Adding growth capabilities involves enhancing pricing ability as well as improving sales-force practices. According to the McKinsey Quarterly’s article “Freeing up the sales force for selling,” “Most sales reps spend less than half of their time actually selling.” KKR’s acquisition of Dollar General, a chain of variety stores, illustrates just how PE Firms can add these growth capabilities. When KKR helped take Dollar General private in 2007, its enterprise value stood at $7.3 billion; today, now public, Dollar General has an enterprise value in excess of $12 billion. What changed? When KKR first acquired Dollar General, its management based its decision about which products to put on shelves by simply looking at the profit margin of individual items. Although their logic aligns with common sensical thought, KKR suggested that, given Dollar General’s niche as a place to pick up a few small items (not to do major shopping), management should instead look at dollars of margin per linear foot, “a common measure in food retailing that takes into account not only how much profit a given product generates per dollar of sales, but how quickly the product sells.” This strategy prompted Dollar General to start carrying milk and other basic products as well as offering Coca-Cola in addition to the Pepsi they once were limited to. Ultimately, the “right” products maximized foot traffic among customers and increased revenue exponentially.
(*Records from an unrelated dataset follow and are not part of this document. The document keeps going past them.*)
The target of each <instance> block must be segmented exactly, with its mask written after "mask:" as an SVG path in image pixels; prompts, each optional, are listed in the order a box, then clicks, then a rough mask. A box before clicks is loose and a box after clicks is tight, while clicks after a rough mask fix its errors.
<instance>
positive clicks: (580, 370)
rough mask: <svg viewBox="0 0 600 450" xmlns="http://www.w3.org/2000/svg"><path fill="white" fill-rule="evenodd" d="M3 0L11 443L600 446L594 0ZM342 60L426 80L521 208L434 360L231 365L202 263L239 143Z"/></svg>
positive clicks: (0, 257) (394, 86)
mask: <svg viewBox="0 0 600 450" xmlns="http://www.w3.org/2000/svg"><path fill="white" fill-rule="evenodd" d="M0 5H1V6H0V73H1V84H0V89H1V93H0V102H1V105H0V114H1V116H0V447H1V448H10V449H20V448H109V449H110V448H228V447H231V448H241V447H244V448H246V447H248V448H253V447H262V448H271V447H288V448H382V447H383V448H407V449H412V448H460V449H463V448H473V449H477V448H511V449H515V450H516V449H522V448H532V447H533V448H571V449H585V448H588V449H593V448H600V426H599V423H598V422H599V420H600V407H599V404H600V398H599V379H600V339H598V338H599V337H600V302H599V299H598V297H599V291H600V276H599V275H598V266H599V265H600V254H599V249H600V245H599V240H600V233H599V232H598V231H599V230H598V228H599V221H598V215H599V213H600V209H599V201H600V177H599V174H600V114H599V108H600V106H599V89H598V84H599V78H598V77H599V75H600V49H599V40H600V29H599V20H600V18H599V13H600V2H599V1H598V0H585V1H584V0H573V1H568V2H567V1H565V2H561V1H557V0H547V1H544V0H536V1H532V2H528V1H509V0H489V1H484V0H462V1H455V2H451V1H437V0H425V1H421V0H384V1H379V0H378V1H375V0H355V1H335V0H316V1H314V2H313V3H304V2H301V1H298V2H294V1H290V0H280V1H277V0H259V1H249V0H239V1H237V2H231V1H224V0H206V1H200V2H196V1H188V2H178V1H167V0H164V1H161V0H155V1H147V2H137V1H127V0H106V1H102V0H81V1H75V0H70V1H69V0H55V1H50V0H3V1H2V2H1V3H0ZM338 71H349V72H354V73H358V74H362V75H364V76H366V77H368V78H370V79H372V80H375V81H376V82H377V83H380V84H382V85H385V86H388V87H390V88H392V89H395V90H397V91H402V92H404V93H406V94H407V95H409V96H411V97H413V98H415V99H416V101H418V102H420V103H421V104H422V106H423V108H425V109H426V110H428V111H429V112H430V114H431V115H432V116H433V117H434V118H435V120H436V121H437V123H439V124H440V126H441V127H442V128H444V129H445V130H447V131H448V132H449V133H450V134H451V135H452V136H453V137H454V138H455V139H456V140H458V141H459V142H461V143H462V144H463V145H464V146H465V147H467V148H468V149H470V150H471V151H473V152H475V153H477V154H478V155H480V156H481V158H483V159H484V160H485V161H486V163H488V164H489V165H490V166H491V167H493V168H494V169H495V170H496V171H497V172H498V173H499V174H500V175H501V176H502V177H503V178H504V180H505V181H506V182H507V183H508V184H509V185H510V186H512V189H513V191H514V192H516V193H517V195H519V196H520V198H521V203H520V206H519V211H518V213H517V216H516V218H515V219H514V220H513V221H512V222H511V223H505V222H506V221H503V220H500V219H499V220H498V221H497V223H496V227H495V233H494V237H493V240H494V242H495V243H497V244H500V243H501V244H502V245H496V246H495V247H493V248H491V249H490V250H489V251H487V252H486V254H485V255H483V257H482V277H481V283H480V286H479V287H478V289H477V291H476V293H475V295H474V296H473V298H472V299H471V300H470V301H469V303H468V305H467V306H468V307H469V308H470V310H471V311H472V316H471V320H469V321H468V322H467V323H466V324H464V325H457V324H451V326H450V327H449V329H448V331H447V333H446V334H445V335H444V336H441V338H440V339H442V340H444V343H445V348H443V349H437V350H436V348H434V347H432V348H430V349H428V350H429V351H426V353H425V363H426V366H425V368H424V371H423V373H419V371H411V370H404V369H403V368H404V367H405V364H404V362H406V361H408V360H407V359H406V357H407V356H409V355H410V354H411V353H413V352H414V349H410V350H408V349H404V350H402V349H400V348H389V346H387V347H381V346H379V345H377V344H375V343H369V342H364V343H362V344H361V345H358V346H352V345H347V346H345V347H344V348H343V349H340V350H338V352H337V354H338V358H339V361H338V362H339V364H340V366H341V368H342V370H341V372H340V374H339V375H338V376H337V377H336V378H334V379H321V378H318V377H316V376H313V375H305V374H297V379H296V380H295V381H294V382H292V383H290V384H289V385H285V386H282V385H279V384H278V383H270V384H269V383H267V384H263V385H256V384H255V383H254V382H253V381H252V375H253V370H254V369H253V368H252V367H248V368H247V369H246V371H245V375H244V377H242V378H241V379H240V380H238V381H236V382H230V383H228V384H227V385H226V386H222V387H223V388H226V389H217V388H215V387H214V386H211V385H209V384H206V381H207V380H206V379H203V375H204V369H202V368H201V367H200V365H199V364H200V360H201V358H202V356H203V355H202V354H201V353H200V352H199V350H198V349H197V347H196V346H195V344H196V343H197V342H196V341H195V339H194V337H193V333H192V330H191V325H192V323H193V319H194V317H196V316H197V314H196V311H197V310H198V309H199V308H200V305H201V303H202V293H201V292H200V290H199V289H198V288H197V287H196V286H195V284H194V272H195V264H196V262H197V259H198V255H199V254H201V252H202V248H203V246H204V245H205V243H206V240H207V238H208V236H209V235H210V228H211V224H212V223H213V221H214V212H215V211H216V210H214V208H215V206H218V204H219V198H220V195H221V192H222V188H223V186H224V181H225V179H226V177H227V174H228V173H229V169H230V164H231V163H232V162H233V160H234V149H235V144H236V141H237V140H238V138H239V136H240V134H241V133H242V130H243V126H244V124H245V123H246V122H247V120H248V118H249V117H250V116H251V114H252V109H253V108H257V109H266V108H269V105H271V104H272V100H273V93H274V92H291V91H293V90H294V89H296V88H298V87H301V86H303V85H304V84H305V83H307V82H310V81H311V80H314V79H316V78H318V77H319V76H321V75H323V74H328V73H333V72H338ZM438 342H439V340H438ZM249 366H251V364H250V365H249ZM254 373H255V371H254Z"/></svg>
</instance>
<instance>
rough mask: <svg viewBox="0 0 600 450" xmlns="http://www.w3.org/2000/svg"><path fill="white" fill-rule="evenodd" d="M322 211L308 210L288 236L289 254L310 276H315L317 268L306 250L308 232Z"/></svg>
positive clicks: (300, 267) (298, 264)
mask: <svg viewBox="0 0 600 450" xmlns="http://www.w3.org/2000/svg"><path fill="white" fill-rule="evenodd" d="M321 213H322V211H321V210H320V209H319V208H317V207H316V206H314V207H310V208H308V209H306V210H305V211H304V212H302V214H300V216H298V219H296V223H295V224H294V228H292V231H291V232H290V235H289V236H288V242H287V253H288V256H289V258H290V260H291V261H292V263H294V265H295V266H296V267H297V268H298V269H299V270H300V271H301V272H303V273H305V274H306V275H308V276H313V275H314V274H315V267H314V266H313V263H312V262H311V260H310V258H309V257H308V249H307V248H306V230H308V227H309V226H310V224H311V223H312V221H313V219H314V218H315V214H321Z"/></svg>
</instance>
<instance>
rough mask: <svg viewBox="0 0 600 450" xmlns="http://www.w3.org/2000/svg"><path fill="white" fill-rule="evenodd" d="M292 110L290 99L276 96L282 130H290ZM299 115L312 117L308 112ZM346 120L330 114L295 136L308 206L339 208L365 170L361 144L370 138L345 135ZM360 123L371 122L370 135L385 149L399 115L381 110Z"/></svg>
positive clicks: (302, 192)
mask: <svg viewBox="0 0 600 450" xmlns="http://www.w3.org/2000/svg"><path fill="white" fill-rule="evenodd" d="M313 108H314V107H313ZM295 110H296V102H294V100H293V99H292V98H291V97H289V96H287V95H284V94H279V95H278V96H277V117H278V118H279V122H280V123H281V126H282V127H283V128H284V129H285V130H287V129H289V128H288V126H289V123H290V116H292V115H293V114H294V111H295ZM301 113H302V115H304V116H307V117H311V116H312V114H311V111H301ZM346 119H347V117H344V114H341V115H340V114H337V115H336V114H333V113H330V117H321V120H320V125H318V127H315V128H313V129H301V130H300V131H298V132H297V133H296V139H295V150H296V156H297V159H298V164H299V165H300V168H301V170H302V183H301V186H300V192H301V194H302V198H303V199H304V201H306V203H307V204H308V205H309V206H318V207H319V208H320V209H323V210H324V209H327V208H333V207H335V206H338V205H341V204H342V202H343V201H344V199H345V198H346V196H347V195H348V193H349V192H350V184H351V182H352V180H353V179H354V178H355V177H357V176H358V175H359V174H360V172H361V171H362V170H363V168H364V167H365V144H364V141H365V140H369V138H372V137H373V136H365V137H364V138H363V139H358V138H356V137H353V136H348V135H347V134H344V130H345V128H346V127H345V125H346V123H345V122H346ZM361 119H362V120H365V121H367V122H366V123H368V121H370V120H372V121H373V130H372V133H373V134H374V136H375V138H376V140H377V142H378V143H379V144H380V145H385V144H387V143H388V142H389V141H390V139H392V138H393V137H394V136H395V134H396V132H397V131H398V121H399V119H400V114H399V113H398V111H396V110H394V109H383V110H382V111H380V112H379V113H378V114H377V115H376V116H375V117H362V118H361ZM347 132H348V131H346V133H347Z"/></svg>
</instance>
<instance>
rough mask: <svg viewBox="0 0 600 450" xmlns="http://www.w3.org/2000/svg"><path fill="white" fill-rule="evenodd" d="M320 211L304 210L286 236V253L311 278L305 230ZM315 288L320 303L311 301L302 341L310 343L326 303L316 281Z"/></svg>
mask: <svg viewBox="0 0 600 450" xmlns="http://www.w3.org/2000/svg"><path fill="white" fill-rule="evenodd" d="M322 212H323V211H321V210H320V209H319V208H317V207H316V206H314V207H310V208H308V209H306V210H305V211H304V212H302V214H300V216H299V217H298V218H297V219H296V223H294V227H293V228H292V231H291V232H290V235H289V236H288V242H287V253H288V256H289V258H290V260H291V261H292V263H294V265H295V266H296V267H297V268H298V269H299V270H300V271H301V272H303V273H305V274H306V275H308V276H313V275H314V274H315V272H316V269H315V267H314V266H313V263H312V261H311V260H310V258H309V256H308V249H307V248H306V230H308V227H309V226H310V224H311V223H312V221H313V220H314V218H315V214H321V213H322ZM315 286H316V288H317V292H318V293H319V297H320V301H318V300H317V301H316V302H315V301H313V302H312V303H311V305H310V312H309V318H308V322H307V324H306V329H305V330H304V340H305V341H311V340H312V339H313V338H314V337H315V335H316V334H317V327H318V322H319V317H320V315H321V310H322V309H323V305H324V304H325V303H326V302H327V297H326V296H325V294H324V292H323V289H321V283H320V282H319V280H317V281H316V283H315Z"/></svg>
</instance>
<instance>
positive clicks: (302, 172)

With constant attention to eliminating costs, how can PE firms make growth in their portfolio companies a primary focus? One way is to keep in mind the concept of “headroom” as a structure for determining available growth in a market. Headroom equals the market share that a company does NOT have minus the market share that it will NOT get. Headroom essentially outlines which customers can be targeted to switch from rival companies to their own, and what it would take to have those customers make the switch. Thinking along these lines will naturally improve coordination within the company. The last challenging aspect of this innovation involves adding growth capabilities and making growth a primary focus net free—cash invested in these initiatives must come from internal resources of the portfolio company. Doing so, will further align incentives throughout this process of spurring organic growth.

Still, as organic growth increasingly becomes important in private equity, the previous means of value creation will undoubtedly remain important. Nevertheless, as this third innovation truly makes headway, without a strategy for spurring organic growth in portfolio companies, PE firms will become less and less competitive in fund raising and deal making. Ultimately, this means returning to their role of being in the solutions business—promoting growth through real improvements in portfolio companies and increasing overall profitability in the process.